O agrônomo e professor da Universidade Estadual do Norte Fluminense (Uenf), José Carlos Mendonça, responsável pela apresentação do drone no evento RioAgro Cana, realizado na Universidade Federal Rural do Rio de Janeiro (UFRRJ), promovido pelo Sindicato das Indústrias Sucroenergéticas do Estado do Rio (Siserj) e organizado pela Fatore e Smartt Mídia, explicou que o equipamento já é usado com sucesso em vários estados, com destaque em São Paulo e no Nordeste.
O drone, que é um equipamento importado, hoje está em torno de R$ 8 mil, fora os acessórios necessários para seu pleno funcionamento, podendo chegar aos R$ 10 mil. Mendonça explica que, se for levado em conta os vários trabalhos que ele poderá executar, como identificação de falhas no plantio para posterior renovação de canaviais, além de apoio à produção do mapeamento georre ferenciado, entre outros, esse custo torna-se mínimo.
– Com o mapeamento cria-se uma imagem e, a partir dela, o produtor poderá fazer análises e observar os locais que têm falhas. E, ainda, quanto se está perdendo e quanto se deve replantar.
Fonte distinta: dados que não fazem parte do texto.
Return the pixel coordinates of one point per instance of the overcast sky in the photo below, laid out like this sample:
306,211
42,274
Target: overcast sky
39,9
Olha só o benefício que esse produtor vai ter – acrescenta o agrônomo.
Atualmente esse tipo de trabalho, feito pelo drone, não é realizado em Campos e região, levando-se em consideração a extensão dos canaviais, ficando o produtor sem saber, de fato, o estado de sua lavoura. “O drone veio para ficar. E ele pode ser usado na lavoura e também na produção de madeira, na pecuária, em recursos hídricos e outros”, finaliza Mendonça.
Já a máquina colheitadeira de cana ainda não está sendo usada no país, alías, foi apresentada pela primeira vez em Campos, no RioAgro Cana. O engenheiro agrônomo da Pesagro-Rio, José Márcio Ferreira, que acompanha o projeto há anos, explica que ela tem capacidade de produção de até 200 toneladas/dia, com conceito ecológico de cortar sem queimar o canavial, já que a partir de 2020 estará terminantemente proibida a queimada no país.
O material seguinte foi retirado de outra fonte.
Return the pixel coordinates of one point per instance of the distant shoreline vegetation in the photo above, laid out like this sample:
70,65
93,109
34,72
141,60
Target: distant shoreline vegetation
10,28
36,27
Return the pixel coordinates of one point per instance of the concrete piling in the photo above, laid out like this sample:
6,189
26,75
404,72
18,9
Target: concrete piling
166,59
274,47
O trabalho da colheitadeira tem o intuito de cana crua, de fácil transporte e que não compacta o solo. A colheitadeira corta a cana e em seguida a joga atrás da máquina, onde ela cai devidamente empilhada. O engenheiro agrônomo explica que desta forma ela deixa matéria orgânica no solo, que pode até ser utilizada na próxima safra. Movida a óleo diesel, especialistas afirmam que seu consumo é menor do que um trator convencional, além da economia que o produtor rural terá, já que hoje ele gasta, também com os insumos do caminhão.